Studies on the DNA binding and anticancer activity of Ru(ii) polypyridyl complexes by using a (2-(4-(diethoxymethyl)-1H-imidazo[4,5-f][1,10] phenanthroline)) intercalative ligand

Abstract

A new ligand, depip (2-(4-(diethoxymethyl)-1H-imidazo[4,5-f][1,10] phenanthroline)), and its three mononuclear Ru(II)polypyridyl complexes, [Ru(phen)₂(depip)](ClO₄)₂·2H₂O (1), [Ru(bpy)₂(depip)](ClO₄)₂·2H₂O (2), and [Ru(dmb)₂(depip)](ClO₄)₂·2H₂O (3) have been synthesized and characterized by elemental analysis, FT-IR, ¹H-NMR, ¹³C-NMR, UV-vis and mass spectrometry.

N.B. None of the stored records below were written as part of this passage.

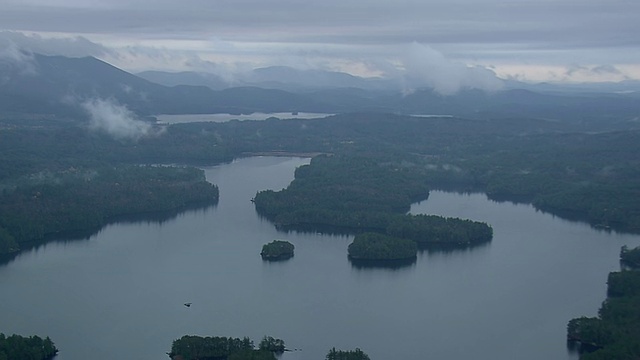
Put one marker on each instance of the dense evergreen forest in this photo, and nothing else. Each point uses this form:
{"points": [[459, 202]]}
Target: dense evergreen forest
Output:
{"points": [[615, 333], [362, 194], [375, 246], [59, 175], [191, 347], [277, 250], [26, 348], [81, 199], [564, 168], [356, 354]]}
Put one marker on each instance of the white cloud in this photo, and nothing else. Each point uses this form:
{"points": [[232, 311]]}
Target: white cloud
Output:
{"points": [[425, 66]]}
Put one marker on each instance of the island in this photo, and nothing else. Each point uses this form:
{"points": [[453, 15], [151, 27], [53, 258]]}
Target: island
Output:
{"points": [[21, 347], [376, 247], [615, 332], [277, 250], [192, 347]]}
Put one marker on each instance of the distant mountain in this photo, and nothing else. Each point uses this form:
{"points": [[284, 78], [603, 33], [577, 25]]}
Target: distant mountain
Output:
{"points": [[57, 85], [274, 77], [191, 78], [287, 78]]}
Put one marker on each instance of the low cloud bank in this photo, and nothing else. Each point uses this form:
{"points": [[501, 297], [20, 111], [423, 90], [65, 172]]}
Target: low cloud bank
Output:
{"points": [[108, 116], [424, 66]]}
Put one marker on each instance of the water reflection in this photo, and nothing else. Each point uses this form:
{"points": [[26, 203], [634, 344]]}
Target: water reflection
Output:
{"points": [[75, 236]]}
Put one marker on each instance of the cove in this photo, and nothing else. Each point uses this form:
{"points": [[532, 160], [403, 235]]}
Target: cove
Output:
{"points": [[120, 292]]}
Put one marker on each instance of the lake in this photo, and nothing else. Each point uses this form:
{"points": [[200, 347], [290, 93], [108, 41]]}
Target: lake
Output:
{"points": [[188, 118], [120, 293]]}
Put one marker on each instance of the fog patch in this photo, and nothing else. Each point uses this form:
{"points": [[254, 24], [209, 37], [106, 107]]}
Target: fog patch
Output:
{"points": [[424, 66], [13, 59], [106, 115]]}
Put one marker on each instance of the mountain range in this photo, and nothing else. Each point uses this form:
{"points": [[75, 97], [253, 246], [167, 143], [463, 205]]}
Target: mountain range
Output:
{"points": [[57, 85]]}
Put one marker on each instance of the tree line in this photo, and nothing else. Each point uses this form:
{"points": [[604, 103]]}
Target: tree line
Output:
{"points": [[15, 347], [615, 332]]}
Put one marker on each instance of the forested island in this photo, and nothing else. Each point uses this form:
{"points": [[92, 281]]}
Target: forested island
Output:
{"points": [[358, 194], [57, 175], [277, 250], [375, 246], [32, 348], [615, 333], [190, 347]]}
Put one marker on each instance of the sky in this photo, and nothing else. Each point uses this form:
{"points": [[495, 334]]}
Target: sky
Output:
{"points": [[472, 42]]}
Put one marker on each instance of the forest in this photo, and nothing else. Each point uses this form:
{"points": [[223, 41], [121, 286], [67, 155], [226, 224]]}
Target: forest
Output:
{"points": [[26, 348], [58, 176], [191, 347], [615, 333], [277, 250]]}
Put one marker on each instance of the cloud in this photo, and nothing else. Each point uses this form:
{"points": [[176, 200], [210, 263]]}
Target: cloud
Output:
{"points": [[72, 46], [13, 58], [424, 66], [106, 115]]}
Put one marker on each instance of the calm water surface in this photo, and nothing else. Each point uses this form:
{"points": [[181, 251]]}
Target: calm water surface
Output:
{"points": [[120, 293]]}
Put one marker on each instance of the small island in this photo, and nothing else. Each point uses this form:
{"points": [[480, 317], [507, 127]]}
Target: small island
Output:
{"points": [[277, 250], [376, 247]]}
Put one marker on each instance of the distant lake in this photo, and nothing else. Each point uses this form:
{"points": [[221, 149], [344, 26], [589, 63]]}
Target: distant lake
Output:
{"points": [[120, 293], [187, 118]]}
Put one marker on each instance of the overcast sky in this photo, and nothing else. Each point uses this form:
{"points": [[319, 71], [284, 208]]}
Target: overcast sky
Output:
{"points": [[541, 40]]}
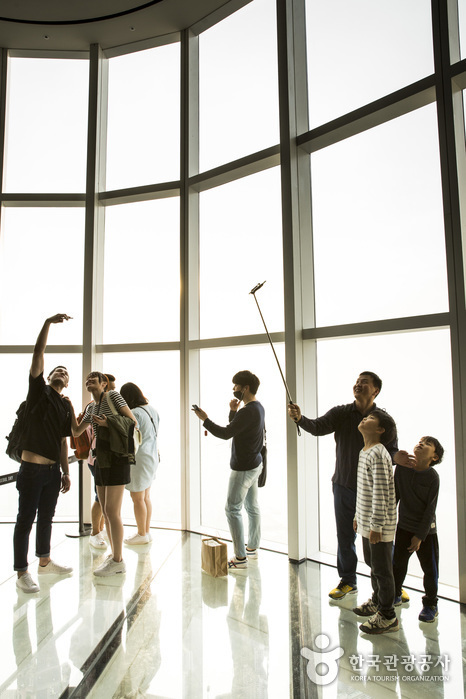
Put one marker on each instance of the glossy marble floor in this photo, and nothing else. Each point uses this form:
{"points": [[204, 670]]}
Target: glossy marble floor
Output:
{"points": [[168, 630]]}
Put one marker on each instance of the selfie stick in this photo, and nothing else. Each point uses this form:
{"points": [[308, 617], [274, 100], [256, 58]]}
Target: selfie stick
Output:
{"points": [[253, 292]]}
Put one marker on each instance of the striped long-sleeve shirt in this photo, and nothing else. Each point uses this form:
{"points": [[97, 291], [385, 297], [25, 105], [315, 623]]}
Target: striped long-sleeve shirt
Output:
{"points": [[376, 500]]}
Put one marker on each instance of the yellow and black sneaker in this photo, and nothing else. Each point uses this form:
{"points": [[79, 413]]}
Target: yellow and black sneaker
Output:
{"points": [[341, 590]]}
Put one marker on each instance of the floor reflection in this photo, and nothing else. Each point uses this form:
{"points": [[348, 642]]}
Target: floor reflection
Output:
{"points": [[166, 629]]}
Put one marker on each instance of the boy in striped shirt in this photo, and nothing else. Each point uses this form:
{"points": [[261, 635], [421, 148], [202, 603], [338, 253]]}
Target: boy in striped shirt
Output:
{"points": [[375, 520]]}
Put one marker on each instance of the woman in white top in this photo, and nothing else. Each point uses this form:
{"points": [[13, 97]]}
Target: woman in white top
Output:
{"points": [[147, 460], [111, 481]]}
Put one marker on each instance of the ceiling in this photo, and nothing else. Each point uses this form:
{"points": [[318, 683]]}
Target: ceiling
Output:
{"points": [[75, 24]]}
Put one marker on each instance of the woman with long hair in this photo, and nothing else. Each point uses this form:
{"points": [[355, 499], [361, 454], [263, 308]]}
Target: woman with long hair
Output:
{"points": [[110, 481], [147, 460]]}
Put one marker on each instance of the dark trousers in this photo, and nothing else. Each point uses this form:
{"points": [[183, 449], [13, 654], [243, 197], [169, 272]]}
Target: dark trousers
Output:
{"points": [[344, 501], [38, 486], [379, 559], [428, 555]]}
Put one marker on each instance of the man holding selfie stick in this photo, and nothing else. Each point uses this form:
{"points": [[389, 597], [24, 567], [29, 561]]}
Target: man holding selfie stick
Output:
{"points": [[246, 427]]}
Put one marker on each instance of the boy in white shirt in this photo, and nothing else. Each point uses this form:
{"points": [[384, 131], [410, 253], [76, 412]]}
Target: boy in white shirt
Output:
{"points": [[375, 520]]}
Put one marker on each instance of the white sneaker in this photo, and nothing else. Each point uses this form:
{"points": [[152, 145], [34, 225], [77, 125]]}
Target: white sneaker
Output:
{"points": [[53, 568], [27, 584], [137, 540], [110, 567], [97, 541]]}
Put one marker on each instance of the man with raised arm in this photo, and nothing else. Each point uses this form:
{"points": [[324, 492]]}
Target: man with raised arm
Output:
{"points": [[343, 421], [45, 452]]}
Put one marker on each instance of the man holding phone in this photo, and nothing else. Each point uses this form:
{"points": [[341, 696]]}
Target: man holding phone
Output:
{"points": [[246, 427]]}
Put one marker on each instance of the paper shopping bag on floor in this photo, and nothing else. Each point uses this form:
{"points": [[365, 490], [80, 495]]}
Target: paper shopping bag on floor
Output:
{"points": [[214, 557]]}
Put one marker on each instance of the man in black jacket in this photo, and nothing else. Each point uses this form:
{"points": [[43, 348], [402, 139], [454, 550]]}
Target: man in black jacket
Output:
{"points": [[343, 421], [45, 450], [246, 426]]}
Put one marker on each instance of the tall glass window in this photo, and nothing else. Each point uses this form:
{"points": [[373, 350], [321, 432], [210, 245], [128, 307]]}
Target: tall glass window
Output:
{"points": [[143, 132], [360, 50], [238, 85], [46, 134], [378, 223], [241, 245], [415, 369], [142, 272], [41, 263]]}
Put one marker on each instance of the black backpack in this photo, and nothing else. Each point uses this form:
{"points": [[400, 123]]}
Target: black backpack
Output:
{"points": [[14, 448]]}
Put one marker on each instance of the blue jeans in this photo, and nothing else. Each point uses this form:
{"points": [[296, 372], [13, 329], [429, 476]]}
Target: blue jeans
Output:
{"points": [[379, 559], [39, 487], [243, 489], [344, 501]]}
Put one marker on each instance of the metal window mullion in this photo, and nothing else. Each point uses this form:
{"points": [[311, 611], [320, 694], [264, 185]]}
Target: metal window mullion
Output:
{"points": [[94, 217], [295, 183], [189, 272], [454, 256]]}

The interaction of all three Ru(II) complexes with CT DNA was investigated using optical spectroscopy and viscosity measurements. The results indicate that all three complexes bind to DNA through an intercalative mode, albeit with different binding constants. Molecular docking simulation studies indicate the involvement of hydrogen bonding and van der Waals interactions in the binding and the Gold scores are in tune with the experimentally measured binding constants. Interestingly, all three complexes show significant DNA cleaving activity. All three Ru(II) polypyridyl complexes were examined for their antimicrobial and anticancer activities. Antimicrobial activity was assessed against Escherichia coli, Staphylococcus aureus and Bacillus subtilis. The anticancer activities of these three complexes were examined on the cervical cancer HeLa cell line. The MTT assay shows the anti-proliferative activity of the complexes and they show a limited cytotoxic effect on the normal human embryonic kidney cell line (HEK 293). Cell cycle analysis shows that all these complexes perturb cell cycle dynamics and finally causing cell death by the induction of apoptosis.